By Jennifer Sotelo, Atalissa
If you are bone weary with a throat on fire, aching muscles and chills that make your teeth chatter… it could be because you have the flu. The Center for Disease Control estimates 15 million illnesses from influenza this season so far, 180,000 hospitalizations and 7,400 deaths, the highest level on record since they started keeping track around 30 years ago. The CDC knows that the entire nation is suffering from a flu epidemic that has not even reached its peak and yet influenza has been removed from the new schedule of recommended vaccines for children that they just put out.
Like hepatitis A and B, dengue, meningitis, RSV, rotovirus and COVID-19, access to the flu shot will be based on “shared clinical decision making,” a term that means different things to different people, but boils down to a doctor visit. Can nurses and pharmacists still give them? Nope, no lining up for the jab from the school nurse for an RSV or flu shot unless there is an order from a doctor. No stopping by CVS either. According to KFF Health News, more than 100 million Americans lack access to a primary care physician.
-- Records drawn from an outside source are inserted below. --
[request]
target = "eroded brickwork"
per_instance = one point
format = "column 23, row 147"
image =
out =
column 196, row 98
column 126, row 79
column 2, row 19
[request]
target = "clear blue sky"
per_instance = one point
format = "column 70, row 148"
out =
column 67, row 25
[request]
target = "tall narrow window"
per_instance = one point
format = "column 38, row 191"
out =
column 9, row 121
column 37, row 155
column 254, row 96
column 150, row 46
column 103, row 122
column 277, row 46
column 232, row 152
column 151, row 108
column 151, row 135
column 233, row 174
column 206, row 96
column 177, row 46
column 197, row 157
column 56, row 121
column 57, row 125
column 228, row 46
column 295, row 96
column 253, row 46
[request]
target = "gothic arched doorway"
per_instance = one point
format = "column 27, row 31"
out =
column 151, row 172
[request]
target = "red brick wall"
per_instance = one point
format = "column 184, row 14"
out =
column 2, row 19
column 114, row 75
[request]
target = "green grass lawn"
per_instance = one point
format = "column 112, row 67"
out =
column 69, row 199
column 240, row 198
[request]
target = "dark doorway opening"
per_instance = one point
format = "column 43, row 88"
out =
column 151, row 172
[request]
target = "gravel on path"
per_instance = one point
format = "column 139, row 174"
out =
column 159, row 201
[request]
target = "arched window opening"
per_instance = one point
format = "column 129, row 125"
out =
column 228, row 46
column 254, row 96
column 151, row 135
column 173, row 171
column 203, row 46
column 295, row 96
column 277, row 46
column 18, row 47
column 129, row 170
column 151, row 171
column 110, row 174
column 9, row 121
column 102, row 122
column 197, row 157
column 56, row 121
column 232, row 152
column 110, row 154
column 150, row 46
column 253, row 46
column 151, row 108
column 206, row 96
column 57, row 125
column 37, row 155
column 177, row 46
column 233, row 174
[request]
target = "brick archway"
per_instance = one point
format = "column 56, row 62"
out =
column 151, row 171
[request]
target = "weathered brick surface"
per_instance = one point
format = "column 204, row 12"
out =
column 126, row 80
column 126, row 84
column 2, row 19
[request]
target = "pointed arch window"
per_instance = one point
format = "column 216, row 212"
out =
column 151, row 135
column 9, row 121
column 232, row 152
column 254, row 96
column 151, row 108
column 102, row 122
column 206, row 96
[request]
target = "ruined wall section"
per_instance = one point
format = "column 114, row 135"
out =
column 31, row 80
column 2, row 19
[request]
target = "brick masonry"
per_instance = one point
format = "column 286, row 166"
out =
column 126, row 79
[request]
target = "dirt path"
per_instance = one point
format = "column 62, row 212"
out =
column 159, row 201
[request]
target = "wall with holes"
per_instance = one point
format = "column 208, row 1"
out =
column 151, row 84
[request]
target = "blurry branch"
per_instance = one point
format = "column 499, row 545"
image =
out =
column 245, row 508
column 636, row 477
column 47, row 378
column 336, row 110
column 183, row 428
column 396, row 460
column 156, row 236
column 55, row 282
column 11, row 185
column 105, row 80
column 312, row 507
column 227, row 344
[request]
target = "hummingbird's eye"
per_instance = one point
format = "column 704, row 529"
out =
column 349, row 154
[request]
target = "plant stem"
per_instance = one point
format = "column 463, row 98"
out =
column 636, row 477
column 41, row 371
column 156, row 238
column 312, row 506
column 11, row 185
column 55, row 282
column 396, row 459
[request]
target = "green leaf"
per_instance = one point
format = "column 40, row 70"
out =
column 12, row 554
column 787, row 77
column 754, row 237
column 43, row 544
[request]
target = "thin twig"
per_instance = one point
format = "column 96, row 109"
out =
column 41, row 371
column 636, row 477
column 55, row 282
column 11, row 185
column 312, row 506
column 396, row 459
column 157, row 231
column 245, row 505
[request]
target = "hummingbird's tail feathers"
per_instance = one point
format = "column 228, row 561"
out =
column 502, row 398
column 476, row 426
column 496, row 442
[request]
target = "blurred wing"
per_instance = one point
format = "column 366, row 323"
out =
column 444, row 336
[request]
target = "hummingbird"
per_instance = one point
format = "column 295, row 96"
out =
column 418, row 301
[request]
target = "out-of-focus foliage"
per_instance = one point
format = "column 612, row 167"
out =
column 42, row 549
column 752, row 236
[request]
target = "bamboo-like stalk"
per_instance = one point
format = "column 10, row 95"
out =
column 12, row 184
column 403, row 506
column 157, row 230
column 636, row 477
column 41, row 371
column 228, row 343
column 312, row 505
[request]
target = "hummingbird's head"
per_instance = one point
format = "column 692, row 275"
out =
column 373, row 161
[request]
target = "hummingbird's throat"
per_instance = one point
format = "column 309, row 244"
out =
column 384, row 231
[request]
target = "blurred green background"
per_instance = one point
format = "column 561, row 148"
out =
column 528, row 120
The CDC compares the U.S. to Denmark, a country the size of Wisconsin whose people have access to universal healthcare and rigorous testing for hepatitis B, something our country has failed at miserably. Here, only a third of pregnant women who test positive for it receive follow-up care. Now that Denmark is the model, we have the lowest number of vaccines in our schedule than any developed country except Denmark.
Iowa uses CDC recommendations to set requirements for vaccines needed to attend school, but many doctors are turning to the American Academy of Pediatrics who stand by the previous schedule. “You know, meningitis is incredibly deadly, so even though rare, you sure don’t want it to happen to your kid,” said Dr. Jason Wilbur, a family medicine physician in Iowa City. He noted that conflicting information from the CDC and from family physicians will only add to confusion over vaccines and is likely to cause a lack of confidence in them.
The CDC themselves put out a statement last year saying that health care providers should “provide a strong recommendation for influenza vaccination for all eligible persons to prevent influenza and its associated severe and potentially fatal complications.” Confused yet?